Their connection is immediate and strong. Father Claude recognizes Kateri's mysticism and devotion, and he gently guides her to higher levels of spirituality. Kateri inspires him with her purity and holiness, and he is able at last to banish his lifelong doubts. Throughout the mission, Kateri's reverence and humility impress people from all nations, Algonquins, Hurons, Oneidas, and Abenaki. But the fasting and penances Kateri inflicts on herself cause her health to fail. After Father Claude witnesses Katei's deathbed transfiguration (1680), and she appears to him in visions, he dedicates himself to her "cause," painting her portrait, writing her biography, and curing the sick with her relics.

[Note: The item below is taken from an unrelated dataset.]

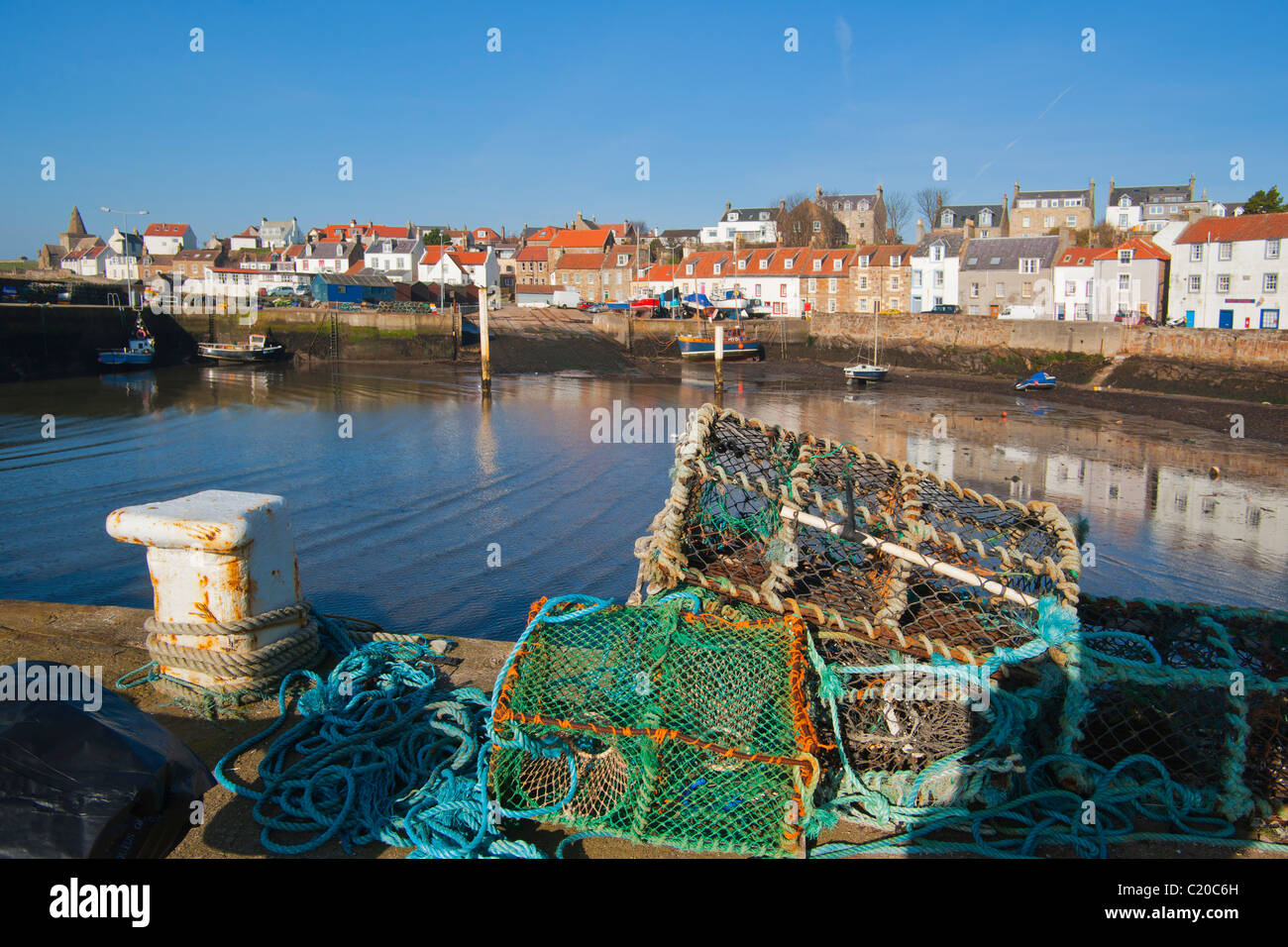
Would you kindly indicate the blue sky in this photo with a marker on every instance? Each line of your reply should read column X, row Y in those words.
column 443, row 132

Marquis Denonville mounts an expedition (1687) to punish the Seneca and capture the lucrative fur trade away from the English. He enlists Kryn to supply two hundred native warriors. The Seneca campaign backfires when Denonville kidnaps and enslaves 51 Iroquois chiefs. The Iroquois take revenge in the bloody Lachine massacre, but the mission is miraculously spared. Father Claude foresaw this blessing in one of Kateri's visitations, and he now convinces others that she is the "Genevieve of New France." He insists that her remains be interred in the mission chapel, where they rest today in a marble sarcophagus, near the famous portrait he painted. For three centuries, her influence has spread throughout the world. She was beatified in 1980, and following the miraculous cure of a Seattle boy, the Catholic Church canonized Kateri Tekakwitha as the first Native American saint October 21, 2012.